Una sessione interattiva di domande e risposte tra i membri della community e David Schwartz ha svelato un altro strato della storia iniziale di XRP e Ripple.
La discussione si è svolta pubblicamente sulla piattaforma di social media X, dove gli utenti hanno posto una serie di domande riguardanti l'unità più piccola del token, le forze creative dietro l'XRP Ledger e persino alcuni dettagli culturali dimenticati della prima presenza di Ripple su internet. Le risposte di Schwartz hanno offerto intuizioni rare sulle personalità e le idee che hanno plasmato Ripple e il Ledger nei suoi anni formativi.
Lo scambio è iniziato quando un membro della community XRP conosciuto come Bird ha chiesto a Schwartz chi ha inventato il termine "drop" come nome per l'unità più piccola dell'altcoin.

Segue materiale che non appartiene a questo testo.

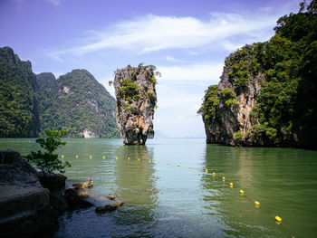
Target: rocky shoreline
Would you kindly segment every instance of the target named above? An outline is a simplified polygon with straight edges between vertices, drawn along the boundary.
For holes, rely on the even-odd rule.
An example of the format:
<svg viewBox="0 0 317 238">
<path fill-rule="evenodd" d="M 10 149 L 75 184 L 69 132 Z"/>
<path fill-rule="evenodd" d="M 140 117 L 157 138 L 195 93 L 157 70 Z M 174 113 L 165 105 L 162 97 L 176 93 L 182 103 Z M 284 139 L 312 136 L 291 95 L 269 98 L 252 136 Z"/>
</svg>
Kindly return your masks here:
<svg viewBox="0 0 317 238">
<path fill-rule="evenodd" d="M 43 176 L 19 152 L 0 151 L 0 237 L 43 237 L 58 229 L 58 217 L 65 212 L 95 206 L 85 188 L 92 179 L 65 189 L 66 176 Z M 113 195 L 104 200 L 114 200 Z M 110 212 L 121 205 L 117 201 L 95 208 Z"/>
</svg>

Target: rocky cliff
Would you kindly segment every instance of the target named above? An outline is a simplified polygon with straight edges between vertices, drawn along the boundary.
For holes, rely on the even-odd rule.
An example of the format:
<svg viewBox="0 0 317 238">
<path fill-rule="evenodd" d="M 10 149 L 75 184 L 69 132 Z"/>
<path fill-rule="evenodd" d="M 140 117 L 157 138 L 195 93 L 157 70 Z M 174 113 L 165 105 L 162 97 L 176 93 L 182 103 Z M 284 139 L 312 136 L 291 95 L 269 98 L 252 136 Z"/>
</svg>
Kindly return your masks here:
<svg viewBox="0 0 317 238">
<path fill-rule="evenodd" d="M 67 137 L 119 137 L 115 100 L 88 71 L 73 70 L 54 81 L 47 73 L 36 77 L 43 95 L 41 131 L 68 129 Z"/>
<path fill-rule="evenodd" d="M 49 190 L 41 186 L 36 170 L 12 150 L 0 151 L 0 211 L 1 237 L 37 237 L 58 225 Z"/>
<path fill-rule="evenodd" d="M 281 17 L 268 42 L 226 59 L 198 110 L 207 143 L 317 148 L 316 3 Z"/>
<path fill-rule="evenodd" d="M 30 62 L 9 47 L 0 48 L 0 138 L 38 133 L 37 84 Z"/>
<path fill-rule="evenodd" d="M 159 72 L 153 65 L 129 65 L 116 71 L 113 84 L 117 98 L 117 126 L 126 145 L 144 145 L 148 134 L 154 134 L 156 75 Z"/>
<path fill-rule="evenodd" d="M 218 85 L 210 86 L 199 112 L 203 116 L 207 143 L 252 145 L 249 136 L 258 120 L 251 117 L 256 95 L 265 81 L 264 74 L 255 71 L 254 46 L 246 45 L 226 59 Z M 236 62 L 243 62 L 245 75 L 235 75 Z M 239 78 L 240 77 L 240 78 Z M 244 141 L 239 135 L 246 135 Z"/>
</svg>

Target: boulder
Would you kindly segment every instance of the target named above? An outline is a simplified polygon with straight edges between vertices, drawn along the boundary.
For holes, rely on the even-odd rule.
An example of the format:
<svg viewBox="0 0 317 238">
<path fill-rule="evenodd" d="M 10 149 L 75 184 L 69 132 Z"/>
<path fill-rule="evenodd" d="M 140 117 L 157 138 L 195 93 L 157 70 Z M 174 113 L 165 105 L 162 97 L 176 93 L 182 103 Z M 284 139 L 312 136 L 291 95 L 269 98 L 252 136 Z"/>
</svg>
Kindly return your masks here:
<svg viewBox="0 0 317 238">
<path fill-rule="evenodd" d="M 112 212 L 116 210 L 119 206 L 122 205 L 124 203 L 122 201 L 117 201 L 114 204 L 106 205 L 104 206 L 97 206 L 95 212 L 97 214 L 103 214 L 106 212 Z"/>
<path fill-rule="evenodd" d="M 116 119 L 123 143 L 144 145 L 154 135 L 153 119 L 157 104 L 154 65 L 128 65 L 117 70 L 113 85 L 117 98 Z"/>
<path fill-rule="evenodd" d="M 82 209 L 93 206 L 93 205 L 86 200 L 83 200 L 79 194 L 78 188 L 68 188 L 65 190 L 64 197 L 71 210 Z"/>
</svg>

La domanda serviva a chiarire dettagli storici per scopi di documentazione. Schwartz ha risposto che non poteva dirlo con assoluta certezza, ma credeva che l'idea venisse da Arthur Britto, uno degli architetti principali dell'XRP Ledger.

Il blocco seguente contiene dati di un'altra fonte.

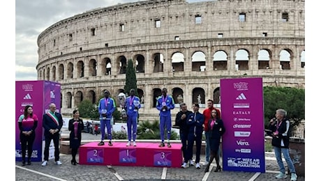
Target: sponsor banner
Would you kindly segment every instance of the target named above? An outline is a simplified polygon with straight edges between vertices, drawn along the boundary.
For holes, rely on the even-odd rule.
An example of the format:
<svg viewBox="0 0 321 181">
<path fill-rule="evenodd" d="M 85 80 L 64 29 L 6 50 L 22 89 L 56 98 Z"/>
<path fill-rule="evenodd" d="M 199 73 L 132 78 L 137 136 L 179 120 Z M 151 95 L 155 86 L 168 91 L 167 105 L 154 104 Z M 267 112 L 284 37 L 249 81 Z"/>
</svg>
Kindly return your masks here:
<svg viewBox="0 0 321 181">
<path fill-rule="evenodd" d="M 58 111 L 60 110 L 60 84 L 48 81 L 15 81 L 15 160 L 22 161 L 20 131 L 18 119 L 24 113 L 27 105 L 33 107 L 33 113 L 37 115 L 38 125 L 35 130 L 36 139 L 33 143 L 31 162 L 42 161 L 43 152 L 43 115 L 49 104 L 56 104 Z M 27 157 L 26 154 L 26 158 Z M 50 152 L 50 158 L 54 155 Z"/>
<path fill-rule="evenodd" d="M 262 78 L 221 79 L 221 99 L 224 171 L 264 173 Z"/>
</svg>

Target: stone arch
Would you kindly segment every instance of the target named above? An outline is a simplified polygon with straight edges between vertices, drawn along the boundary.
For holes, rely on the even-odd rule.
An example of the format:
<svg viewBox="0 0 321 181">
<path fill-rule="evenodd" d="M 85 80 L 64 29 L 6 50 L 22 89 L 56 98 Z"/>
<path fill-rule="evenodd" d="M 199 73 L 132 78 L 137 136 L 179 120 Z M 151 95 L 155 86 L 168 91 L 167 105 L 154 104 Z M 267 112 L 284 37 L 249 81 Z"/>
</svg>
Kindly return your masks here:
<svg viewBox="0 0 321 181">
<path fill-rule="evenodd" d="M 77 74 L 79 77 L 84 77 L 84 63 L 82 61 L 77 63 Z"/>
<path fill-rule="evenodd" d="M 192 71 L 204 72 L 206 56 L 202 51 L 196 51 L 192 55 Z"/>
<path fill-rule="evenodd" d="M 58 79 L 64 80 L 64 64 L 61 63 L 58 67 Z"/>
<path fill-rule="evenodd" d="M 119 74 L 126 74 L 126 69 L 127 68 L 127 59 L 124 56 L 120 56 L 118 57 L 117 65 L 119 66 Z"/>
<path fill-rule="evenodd" d="M 75 94 L 75 107 L 78 107 L 79 104 L 84 100 L 84 95 L 82 91 L 78 90 Z"/>
<path fill-rule="evenodd" d="M 136 72 L 145 72 L 145 57 L 141 54 L 137 54 L 134 56 L 134 60 L 133 63 L 136 66 Z"/>
<path fill-rule="evenodd" d="M 200 99 L 200 101 L 199 99 Z M 199 102 L 200 102 L 200 107 L 205 107 L 205 91 L 202 88 L 196 87 L 193 89 L 192 100 L 193 103 L 196 102 L 200 104 Z"/>
<path fill-rule="evenodd" d="M 220 87 L 215 88 L 214 91 L 213 91 L 213 101 L 214 104 L 221 104 Z"/>
<path fill-rule="evenodd" d="M 292 52 L 288 49 L 282 49 L 280 52 L 280 69 L 290 70 L 290 62 L 292 58 Z"/>
<path fill-rule="evenodd" d="M 89 61 L 89 74 L 91 76 L 97 75 L 97 61 L 95 59 Z"/>
<path fill-rule="evenodd" d="M 227 70 L 227 54 L 223 50 L 218 50 L 213 54 L 213 70 Z"/>
<path fill-rule="evenodd" d="M 262 49 L 257 52 L 258 69 L 269 69 L 271 53 L 269 49 Z"/>
<path fill-rule="evenodd" d="M 184 55 L 179 52 L 174 52 L 172 55 L 172 68 L 173 72 L 184 71 Z"/>
<path fill-rule="evenodd" d="M 47 71 L 45 74 L 45 79 L 47 81 L 50 80 L 50 68 L 47 68 Z"/>
<path fill-rule="evenodd" d="M 112 74 L 112 61 L 110 58 L 104 58 L 102 62 L 103 63 L 103 73 L 104 74 Z"/>
<path fill-rule="evenodd" d="M 56 81 L 56 66 L 52 67 L 52 81 Z"/>
<path fill-rule="evenodd" d="M 67 65 L 67 78 L 73 79 L 73 64 L 69 62 Z"/>
<path fill-rule="evenodd" d="M 157 98 L 162 95 L 162 90 L 159 88 L 153 88 L 153 107 L 156 107 Z"/>
<path fill-rule="evenodd" d="M 67 102 L 67 108 L 72 108 L 73 95 L 70 92 L 67 92 L 66 94 L 66 100 Z"/>
<path fill-rule="evenodd" d="M 164 56 L 161 53 L 156 53 L 153 55 L 154 70 L 153 72 L 164 71 Z"/>
<path fill-rule="evenodd" d="M 184 102 L 184 91 L 181 88 L 175 87 L 172 90 L 172 96 L 175 104 L 180 104 Z M 176 107 L 176 105 L 175 105 Z"/>
<path fill-rule="evenodd" d="M 306 51 L 303 50 L 300 55 L 301 68 L 306 67 Z"/>
<path fill-rule="evenodd" d="M 235 53 L 235 69 L 248 70 L 249 54 L 245 49 L 239 49 Z"/>
<path fill-rule="evenodd" d="M 43 75 L 43 71 L 41 70 L 39 70 L 39 74 L 38 75 L 39 77 L 39 80 L 43 79 L 42 79 L 42 75 Z"/>
<path fill-rule="evenodd" d="M 144 90 L 140 88 L 137 89 L 138 97 L 140 99 L 140 104 L 144 104 Z"/>
</svg>

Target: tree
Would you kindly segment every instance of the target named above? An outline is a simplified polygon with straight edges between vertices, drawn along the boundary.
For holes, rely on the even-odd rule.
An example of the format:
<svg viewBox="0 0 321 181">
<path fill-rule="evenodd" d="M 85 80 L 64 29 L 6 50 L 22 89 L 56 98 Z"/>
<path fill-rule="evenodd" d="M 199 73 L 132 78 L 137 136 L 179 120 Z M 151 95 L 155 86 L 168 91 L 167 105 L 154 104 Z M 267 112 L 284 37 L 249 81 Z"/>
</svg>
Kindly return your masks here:
<svg viewBox="0 0 321 181">
<path fill-rule="evenodd" d="M 87 118 L 98 118 L 99 114 L 97 106 L 91 103 L 89 100 L 82 100 L 78 106 L 78 111 L 80 116 Z"/>
<path fill-rule="evenodd" d="M 135 89 L 135 95 L 137 95 L 135 69 L 133 66 L 132 59 L 129 59 L 126 70 L 126 83 L 124 88 L 125 93 L 129 95 L 131 88 Z"/>
<path fill-rule="evenodd" d="M 287 117 L 292 126 L 298 125 L 305 119 L 305 90 L 290 87 L 266 86 L 263 88 L 264 105 L 264 125 L 275 117 L 278 109 L 288 112 Z"/>
</svg>

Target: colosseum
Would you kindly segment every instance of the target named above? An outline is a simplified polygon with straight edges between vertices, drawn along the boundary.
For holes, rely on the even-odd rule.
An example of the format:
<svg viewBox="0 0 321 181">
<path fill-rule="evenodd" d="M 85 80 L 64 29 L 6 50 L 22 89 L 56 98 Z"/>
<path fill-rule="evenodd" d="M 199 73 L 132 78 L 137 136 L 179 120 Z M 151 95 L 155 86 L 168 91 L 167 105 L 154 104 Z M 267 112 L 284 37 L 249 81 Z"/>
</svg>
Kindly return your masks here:
<svg viewBox="0 0 321 181">
<path fill-rule="evenodd" d="M 106 89 L 117 99 L 131 59 L 146 118 L 158 113 L 163 88 L 174 111 L 181 102 L 191 109 L 213 99 L 218 107 L 221 79 L 305 88 L 304 3 L 150 0 L 89 10 L 38 36 L 38 79 L 61 84 L 61 112 L 70 113 L 84 99 L 97 103 Z"/>
</svg>

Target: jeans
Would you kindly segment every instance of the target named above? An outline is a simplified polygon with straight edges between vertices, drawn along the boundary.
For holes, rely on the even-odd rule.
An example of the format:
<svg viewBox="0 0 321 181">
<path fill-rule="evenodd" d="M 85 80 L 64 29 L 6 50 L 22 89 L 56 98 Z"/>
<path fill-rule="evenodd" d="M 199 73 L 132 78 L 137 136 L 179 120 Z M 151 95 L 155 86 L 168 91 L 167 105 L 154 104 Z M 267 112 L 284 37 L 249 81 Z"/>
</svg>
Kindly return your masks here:
<svg viewBox="0 0 321 181">
<path fill-rule="evenodd" d="M 283 161 L 282 161 L 282 155 L 283 155 L 284 159 L 285 159 L 288 167 L 291 173 L 295 173 L 294 165 L 290 157 L 289 148 L 279 148 L 274 146 L 274 153 L 276 155 L 276 161 L 278 162 L 280 172 L 285 173 L 285 168 L 284 168 Z"/>
<path fill-rule="evenodd" d="M 209 132 L 205 132 L 205 160 L 209 162 L 209 157 L 211 157 L 211 147 L 209 146 Z"/>
</svg>

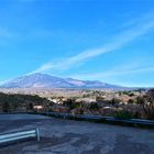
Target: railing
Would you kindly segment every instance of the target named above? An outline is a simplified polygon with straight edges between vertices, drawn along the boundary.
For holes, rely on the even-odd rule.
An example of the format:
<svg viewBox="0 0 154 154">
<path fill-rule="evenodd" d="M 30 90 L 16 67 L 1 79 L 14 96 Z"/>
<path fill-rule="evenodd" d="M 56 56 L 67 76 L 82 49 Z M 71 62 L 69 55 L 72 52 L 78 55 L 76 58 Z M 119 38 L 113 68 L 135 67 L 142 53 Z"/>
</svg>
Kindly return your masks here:
<svg viewBox="0 0 154 154">
<path fill-rule="evenodd" d="M 72 119 L 72 120 L 87 120 L 94 122 L 107 122 L 112 124 L 128 124 L 131 127 L 150 127 L 154 128 L 154 120 L 142 119 L 120 119 L 114 117 L 91 116 L 91 114 L 75 114 L 72 113 L 57 113 L 57 112 L 44 112 L 43 116 L 51 116 L 55 118 Z"/>
<path fill-rule="evenodd" d="M 37 128 L 29 131 L 0 134 L 0 145 L 30 138 L 36 138 L 36 140 L 40 141 L 40 132 Z"/>
</svg>

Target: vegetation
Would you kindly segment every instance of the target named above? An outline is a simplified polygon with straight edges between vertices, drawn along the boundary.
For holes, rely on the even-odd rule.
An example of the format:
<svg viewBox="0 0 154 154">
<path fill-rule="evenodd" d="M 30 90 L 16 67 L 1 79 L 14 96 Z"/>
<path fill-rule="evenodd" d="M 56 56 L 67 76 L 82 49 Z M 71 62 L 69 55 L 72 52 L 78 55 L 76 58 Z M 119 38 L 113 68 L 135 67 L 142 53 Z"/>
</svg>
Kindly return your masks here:
<svg viewBox="0 0 154 154">
<path fill-rule="evenodd" d="M 0 92 L 1 112 L 69 112 L 154 119 L 154 89 L 130 91 L 66 90 L 35 94 Z M 59 94 L 59 95 L 57 95 Z M 64 95 L 65 94 L 65 95 Z M 66 95 L 67 94 L 67 95 Z"/>
</svg>

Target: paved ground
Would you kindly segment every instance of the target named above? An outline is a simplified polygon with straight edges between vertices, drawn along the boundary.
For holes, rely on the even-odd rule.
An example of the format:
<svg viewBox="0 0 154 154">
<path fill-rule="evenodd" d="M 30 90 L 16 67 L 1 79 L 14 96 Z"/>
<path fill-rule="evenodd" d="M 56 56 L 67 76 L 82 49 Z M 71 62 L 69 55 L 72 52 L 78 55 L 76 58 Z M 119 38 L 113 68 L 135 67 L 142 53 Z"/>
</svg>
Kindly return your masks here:
<svg viewBox="0 0 154 154">
<path fill-rule="evenodd" d="M 38 127 L 41 141 L 0 148 L 0 154 L 154 154 L 154 130 L 42 116 L 0 116 L 0 133 Z"/>
</svg>

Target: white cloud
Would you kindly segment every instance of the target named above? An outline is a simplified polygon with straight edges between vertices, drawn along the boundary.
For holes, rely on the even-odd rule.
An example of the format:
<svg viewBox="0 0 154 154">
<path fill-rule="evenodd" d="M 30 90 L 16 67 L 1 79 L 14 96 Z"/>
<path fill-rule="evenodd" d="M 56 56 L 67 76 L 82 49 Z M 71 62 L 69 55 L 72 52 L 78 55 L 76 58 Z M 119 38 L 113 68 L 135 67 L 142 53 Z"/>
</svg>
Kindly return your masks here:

Schwartz ha poi ampliato oltre la questione del nome e ha offerto un confronto personale tra sé stesso e Britto. Ha descritto sé stesso come dotato dello stesso tipo di intelligenza della maggior parte delle persone, solo in quantità maggiore, ma ha detto che Britto possedeva qualcosa di completamente diverso, una qualità rara che gli altri semplicemente non hanno.
Un altro membro della community, Toby, ha spostato la conversazione dalla storia tecnica alla curiosità culturale. Ha chiesto se il nome di Ripple, che è anche una canzone dei Grateful Dead, e l'apparizione di un Dancing Bear su una vecchia pagina di errore 404 di Ripple facessero parte di qualche scherzo interno più profondo o di un'ispirazione.

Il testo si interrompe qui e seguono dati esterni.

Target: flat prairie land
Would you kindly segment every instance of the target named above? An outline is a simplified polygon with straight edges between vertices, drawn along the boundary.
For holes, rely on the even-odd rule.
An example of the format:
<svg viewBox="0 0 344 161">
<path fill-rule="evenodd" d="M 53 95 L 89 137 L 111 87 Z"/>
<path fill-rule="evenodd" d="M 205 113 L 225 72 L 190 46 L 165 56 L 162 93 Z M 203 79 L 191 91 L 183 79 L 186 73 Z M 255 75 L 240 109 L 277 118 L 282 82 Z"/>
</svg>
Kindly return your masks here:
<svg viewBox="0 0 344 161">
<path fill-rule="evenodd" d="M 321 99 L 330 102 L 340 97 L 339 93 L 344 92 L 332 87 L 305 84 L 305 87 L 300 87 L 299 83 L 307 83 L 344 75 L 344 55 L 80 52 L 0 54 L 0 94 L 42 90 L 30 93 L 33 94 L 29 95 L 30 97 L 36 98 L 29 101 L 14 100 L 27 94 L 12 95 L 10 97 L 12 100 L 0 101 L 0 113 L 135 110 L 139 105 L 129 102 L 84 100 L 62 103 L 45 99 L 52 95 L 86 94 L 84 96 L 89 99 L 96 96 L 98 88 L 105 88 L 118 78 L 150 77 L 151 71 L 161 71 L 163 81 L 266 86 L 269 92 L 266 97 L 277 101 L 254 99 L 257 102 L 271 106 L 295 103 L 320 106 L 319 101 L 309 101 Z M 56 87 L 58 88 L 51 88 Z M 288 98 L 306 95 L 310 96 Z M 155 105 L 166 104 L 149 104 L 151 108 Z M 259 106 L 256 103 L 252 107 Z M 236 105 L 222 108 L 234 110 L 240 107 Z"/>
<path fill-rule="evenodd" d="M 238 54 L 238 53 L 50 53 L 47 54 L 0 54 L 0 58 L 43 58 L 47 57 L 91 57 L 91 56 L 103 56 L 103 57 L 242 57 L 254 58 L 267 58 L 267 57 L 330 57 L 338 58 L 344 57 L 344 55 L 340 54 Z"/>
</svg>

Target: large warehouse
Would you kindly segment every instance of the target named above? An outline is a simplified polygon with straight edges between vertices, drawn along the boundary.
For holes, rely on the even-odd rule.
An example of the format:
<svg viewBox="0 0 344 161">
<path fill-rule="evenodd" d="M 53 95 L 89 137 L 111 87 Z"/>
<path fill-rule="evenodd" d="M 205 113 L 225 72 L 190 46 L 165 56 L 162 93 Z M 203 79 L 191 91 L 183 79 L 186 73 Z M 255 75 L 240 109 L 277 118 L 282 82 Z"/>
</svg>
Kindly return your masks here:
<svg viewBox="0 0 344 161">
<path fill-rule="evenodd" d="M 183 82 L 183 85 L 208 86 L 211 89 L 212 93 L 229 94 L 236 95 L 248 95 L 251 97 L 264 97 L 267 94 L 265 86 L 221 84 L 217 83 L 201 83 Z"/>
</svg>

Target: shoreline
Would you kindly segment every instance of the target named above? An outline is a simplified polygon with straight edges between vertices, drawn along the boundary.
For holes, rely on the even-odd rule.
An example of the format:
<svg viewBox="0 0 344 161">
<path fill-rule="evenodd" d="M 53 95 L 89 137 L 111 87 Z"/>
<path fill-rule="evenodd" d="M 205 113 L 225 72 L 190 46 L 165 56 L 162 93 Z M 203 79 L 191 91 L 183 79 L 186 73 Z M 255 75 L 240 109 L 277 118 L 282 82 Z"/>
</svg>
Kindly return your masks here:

Secondo Schwartz, l'unica connessione di cui era a conoscenza era puramente casuale. Il dominio ripple.com era stato registrato da un fan dei Grateful Dead che lo aveva acquisito a causa della canzone, e Ripple ha successivamente acquisito il dominio da quella persona.
Mentre la conversazione continuava, il validatore XRPL Vet ha chiesto a Schwartz di fornire un esempio concreto del passato che dimostrasse la qualità speciale che aveva attribuito a Britto. Schwartz ha risposto indicando due idee principali che sono nate con Britto: il concetto di un exchange decentralizzato integrato direttamente nell'XRP Ledger e l'uso del pathfinding per consentire ai pagamenti di attingere in modo incrementale da più fonti di liquidità.
Il tono della discussione è cambiato nuovamente quando un altro utente ha esortato Schwartz a dire pubblicamente ai sostenitori di XRP che il prezzo non avrebbe mai potuto raggiungere cifre come $50 o $100. Tuttavia, Schwartz ha rifiutato di fare una tale dichiarazione.
Ha spiegato che sebbene personalmente non ritenga probabili tali livelli di prezzo, la storia gli ha insegnato cautela nel dichiarare cosa i prezzi delle criptovalute non possono fare. Ha ricordato di aver pensato che XRP difficilmente avrebbe raggiunto $0,25 e di aver venduto le sue partecipazioni a $0,10 perché sembrava irrazionalmente alto all'epoca. Questo era in un periodo in cui Bitcoin che raggiungesse $100 sembrava impossibile.